Index error: list index out of range - How to skip a broken URL?


How can I tell my program to skip broken / non-existent URLs and continue with the task? Every time I run this, it will stop whenever it encounters a URL that doesn't exist and gives the error: index error: list index out of range.

The range is URL's between 1 to 450, but there are some pages in the mix that are broken (for example, URL 133 doesn't exist).

import requests
import pandas as pd
import json
from pandas.io.json import json_normalize
from bs4 import BeautifulSoup

df = pd.DataFrame()

for id in range (1, 450):

      url = f"https://liiga.fi/api/v1/shotmap/2022/{id}"
      res = requests.get(url)
      soup = BeautifulSoup(res.content, "lxml")
      s = soup.select('html')[0].text.strip('jQuery1720724027235122559_1542743885014(').strip(')')
      s = s.replace('null','"placeholder"')
      data = json.loads(s)
      data = json_normalize(data)
      matsit = pd.DataFrame(data)
      df = pd.concat([df, matsit], axis=0)


df.to_csv("matsit.csv", index=False)

Solution

  • I would assume your index error comes from the line of code with the following statement:

    s = soup.select('html')[0].text.strip('jQuery1720724027235122559_1542743885014(').strip(')')
    

    You could solve it like this:

    try:
        s = soup.select('html')[0].text.strip('jQuery1720724027235122559_1542743885014(').strip(')')
    except IndexError as IE:
        print(f"Indexerror: {IE}")
        continue
    

    If the error does not occur on the line above, just catch the exception on the line where the index error is occuring. Alternatively you can also just catch all exceptions with

    
    try:
        code_where_exception_occurs
    except Exception as e:
        print(f"Exception: {e}")
        continue
    

    but I would recommend to be as specific as possible, so that you handle all expected errors in the appropriate way. In the example above replace code_where_exception_occurs with the code. You could also put the try/except clause around the whole block of code inside the for loop, but it is best to catch all exeptions individually.
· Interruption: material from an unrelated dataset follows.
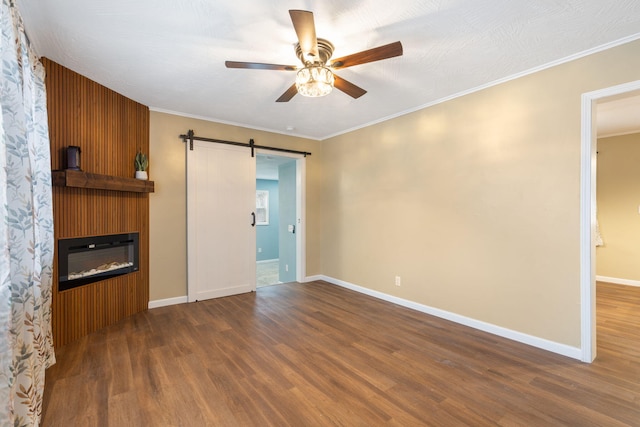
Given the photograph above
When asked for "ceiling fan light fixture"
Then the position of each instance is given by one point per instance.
(314, 81)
This should also work:

    try:
        url = f"https://liiga.fi/api/v1/shotmap/2022/{id}"
        res = requests.get(url)
        soup = BeautifulSoup(res.content, "lxml")
        s = soup.select('html')[0].text.strip('jQuery1720724027235122559_1542743885014(').strip(')')
        s = s.replace('null','"placeholder"')
        data = json.loads(s)
        data = json_normalize(data)
        matsit = pd.DataFrame(data)
        df = pd.concat([df, matsit], axis=0)
    except Exception as e:
        print(f"Exception: {e}")
        continue